単一のルールセットを含むUIKitアプリケーションは、「単一責任」の一例です。
開放/閉鎖
「開放/閉鎖の原則」とは、ソフトウェアのエンティティ(クラス、モジュール、関数など)は、拡張に対しては開かれており、修正に対しては閉じているべきであるという原則です。 エンティティは、そのソースコードを修正しなくても、その動作を拡張できます。

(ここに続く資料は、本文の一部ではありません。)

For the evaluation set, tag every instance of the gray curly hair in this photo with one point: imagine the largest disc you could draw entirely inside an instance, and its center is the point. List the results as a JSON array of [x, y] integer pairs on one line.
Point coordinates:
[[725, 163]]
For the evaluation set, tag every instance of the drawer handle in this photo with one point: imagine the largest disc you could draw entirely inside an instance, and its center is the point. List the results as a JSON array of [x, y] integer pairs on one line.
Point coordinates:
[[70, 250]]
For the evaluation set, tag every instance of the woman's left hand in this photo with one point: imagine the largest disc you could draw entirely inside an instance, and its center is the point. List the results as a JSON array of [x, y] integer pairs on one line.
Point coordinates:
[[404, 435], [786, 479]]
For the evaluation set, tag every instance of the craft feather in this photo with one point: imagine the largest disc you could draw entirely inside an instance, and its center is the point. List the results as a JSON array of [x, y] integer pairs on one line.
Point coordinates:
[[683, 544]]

「開放/閉鎖の原則」は、Pegaの拡張性に最も直接的に関連しています。 正しく実装されていれば、別のオブジェクトBに機能が追加されても、このオブジェクトBを使用するオブジェクトAを変更する必要はありません。 この原則に従うことで、新しい要件をサポートする新しいコードが追加されたときに、メンテナンスに集中する波及効果を回避できます。 「開放/閉鎖の原則」の例として、Pega Foundation for HealthcareのPegaHC-Data-Partyクラスが、PegaRULESのData-Partyクラスを拡張していることが挙げられます。
リスコフの置換原則
「リスコフの置換原則」とは、基本クラスによって他のオブジェクトを参照するオブジェクトは、そのクラスがどのように拡張されたかを知る必要がないという原則です。 Pega Platformの例では、クラスがData-Party-PersonまたはData-Party-Orgのいずれであっても、対応とルーティングは同じように動作します。
インターフェイス分離
「インターフェイス分離の法則」(ISP)とは、あるオブジェクトに対して、大きくて複雑な単一のインターフェイスを公開するのではなく、それぞれが特定の目的を果たす複数のインターフェイスを定義する方がよいという原則です。 ISPは、システムを分離し、リファクタリング、変更、再デプロイを容易化することを目的としています。 Pega PlatformにおけるISPの例としては、サービスパッケージやパラメーター化されたデータページなどが挙げられます。 データの伝播も、複数の個別のスカラープロパティではなく、単一のデータインスタンスが渡される場合は、ISPの定義を満たします。
依存性逆転
「依存性逆転の原則」とは、オブジェクトが、依存するオブジェクトの設定や構築を容易にするソフトウェア開発手法のことです。 これは、オブジェクトが依存関係を完全にカプセル化することとは対照的です。 「依存性逆転の原則」は、「リスコフの置換原則」と密接に関連しています。 Pega Platformにおける依存性逆転の例としては、ダイナミッククラス参照(DCR)が挙げられます。 オブジェクトが厳密にルールのPages & Classesタブ内にハードコードされた値を使用してページを作成するのとは異なり、データページはページのpxObjClassプロパティに値を入力するよう求められる場合があります。